Thursday, November 8, 2007

Fright Night

My family deserved a quality Halloween experience. All previous Halloweens have gone poorly, and by "poorly" I mean they made us wish we had never had a child. For Paolo's first Halloween, we took baby Wizard to my boss's Halloween party, where Sam spilled a beer all over her granite countertop, making a huge mess for her Honduran maid to clean up. Halloween II entailed carrying little Frog Prince around crowded, miserable Malloween to procure smashed Tootsie Rolls and luggage coupons. Halloween III was epically terrible. Paolo's gorgeous dragon costume had puffy feet that rested on top of his actual feet. Paolo could not be persuaded that his actual feet still existed because, looking down, he could not see them. Screams of MY FEEEET echo to this day in the dark recesses of my memory. We had to carry Paolo around this Halloween, too. He refused to walk because he had no feet. And also, he threw up the teeny bites of candy I allowed him. Last year Paolo invented the character of Super Tiger Boy. You can read about that debacle here.
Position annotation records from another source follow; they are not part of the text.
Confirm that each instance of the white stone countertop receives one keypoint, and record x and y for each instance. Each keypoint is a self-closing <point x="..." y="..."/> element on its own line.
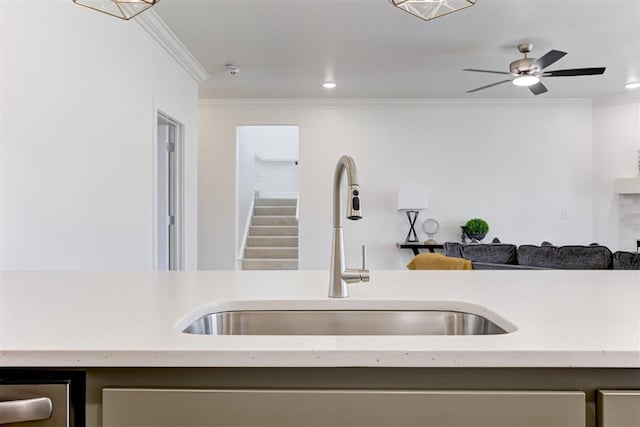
<point x="89" y="319"/>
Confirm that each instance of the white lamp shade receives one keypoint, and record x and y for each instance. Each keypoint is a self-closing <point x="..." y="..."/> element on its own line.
<point x="412" y="199"/>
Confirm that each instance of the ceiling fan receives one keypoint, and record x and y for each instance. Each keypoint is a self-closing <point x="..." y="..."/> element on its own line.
<point x="529" y="72"/>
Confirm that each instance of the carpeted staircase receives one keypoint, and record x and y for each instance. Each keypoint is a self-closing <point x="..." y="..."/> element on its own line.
<point x="272" y="243"/>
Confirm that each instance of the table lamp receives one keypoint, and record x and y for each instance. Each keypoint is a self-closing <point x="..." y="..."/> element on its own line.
<point x="412" y="200"/>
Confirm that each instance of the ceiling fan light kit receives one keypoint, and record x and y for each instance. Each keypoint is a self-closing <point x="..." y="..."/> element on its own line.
<point x="431" y="9"/>
<point x="528" y="72"/>
<point x="123" y="9"/>
<point x="526" y="81"/>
Which brings us to Halloween V. Sam and I went trick-or-treating with mini-Superman, and my mom stayed home with the pea pod. The experience couldn't have been more perfect, strolling through a historic neighborhood of big Victorian houses, teeming with giggling, costumed kids racing from door to door. I was thoroughly enjoying this idyllic slice of small-town America until we spotted two tween-age girls dressed up as Mammies. That's right: faces painted brown, slave clothes padded to form giant bosoms and bottoms, kerchiefs knotted around their heads a la Aunt Jemima. Holy lynch mob, Batman, I'd almost forgotten I live in the South. How, HOW did they think that was a good idea? Where were their parents? Probably out burning crosses. Sam tried to help me stop hyperventilating by assuring me that, at some point during the night, those idiot girls would run across a black family, preferably some hard-luck New Orleans transplants, and get their heads kicked in. That Sam, he always knows the right thing to say.

3 comments:

deb said...

my jaw just dropped down to the next floor.
you make texas feel like the north, only warm.

Quattro Stelle said...

Not two minutes after we saw those yahoos, we passed a 9-year-old pope. Sam thought that costume was obscene, too, but I kinda liked it.

Nic said...

My parents moved to SC two years ago, so although I'd like to say I'm completely shocked by this little "slice of life," sadly, I am not. God....I have to actually go back there next week. Ugh.

BTW- the Pope costume rocks. I wonder who's idea it was?